Forcing highly polluting cars off the road and suspending the operations of factories may help improve air quality tomorrow or next week, but more systemic issues must be addressed to create durable change. New York City’s Clean Heat initiative, which phased out the use of the most polluting types of heating oils, has led to the city having cleaner air today. Combining cleaner heating fuels with better-insulated buildings is one concrete measure that would support cleaner skies in northern China and beyond. The city of Harbin has made steps in that direction, investing $1.1 million in 2012 to retrofit 21 million square feet of residential buildings with better insulation. Unfortunately, that is a drop in the bucket for China, which builds about 22 billion new square feet per year.

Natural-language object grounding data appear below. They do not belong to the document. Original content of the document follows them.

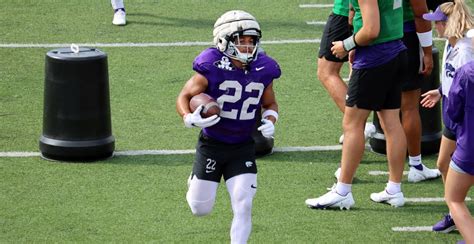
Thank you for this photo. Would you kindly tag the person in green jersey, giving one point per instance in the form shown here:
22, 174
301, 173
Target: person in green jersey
378, 59
337, 28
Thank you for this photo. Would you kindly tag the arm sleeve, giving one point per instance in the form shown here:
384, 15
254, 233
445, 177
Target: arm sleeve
457, 97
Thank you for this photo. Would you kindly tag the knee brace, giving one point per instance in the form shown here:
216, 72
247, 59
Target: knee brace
201, 196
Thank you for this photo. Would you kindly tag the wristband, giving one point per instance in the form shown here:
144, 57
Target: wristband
269, 112
349, 43
425, 38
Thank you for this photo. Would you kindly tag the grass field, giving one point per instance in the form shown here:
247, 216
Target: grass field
142, 198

There is a growing awareness in China that environmental protection is no longer an obstacle to economic growth. Rather, the absence of environmental regulations could eventually stifle growth. Earlier this year, China’s state run Global Times editorialized:

“China's rapid development has brought us many benefits as well as accumulated many problems. Environmental protection should take up a more prominent position in China's future strategy even if it means that China's economic development will slow down.”

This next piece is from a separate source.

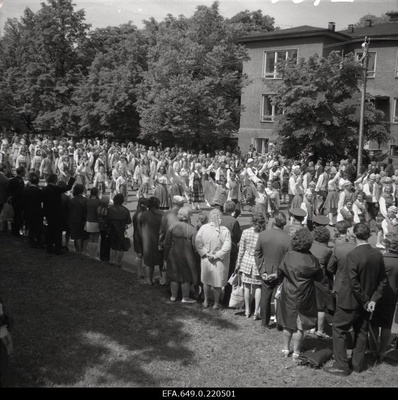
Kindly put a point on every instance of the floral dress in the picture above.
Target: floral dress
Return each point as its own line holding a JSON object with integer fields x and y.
{"x": 246, "y": 262}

Rocky Mountain Institute has three decades of experience creating market-driven solutions to complex energy challenges. Our current initiative in China aims to enhance Chinese energy and environmental security without eroding economic growth. Reinventing Fire: China is a partnership with influential energy experts and decision makers in China and the project’s goal is to chart a clean energy future for the nation. The project, which launched in Beijing in June, is measuring the technical potential, economic viability, and emissions implications of rapidly deploying efficiency technologies and renewables in China through 2050. Reinventing Fire: China won’t have final results until late 2014, but based on the opportunities we have already identified, we believe that China will be able to meet much of its energy need using renewable energy, while growing its economy and radically improving air quality over the next 40 years.

That’s good news for the residents of Harbin, Beijing, and anywhere fossil fuel burning is shutting down not just playgrounds, but entire cities.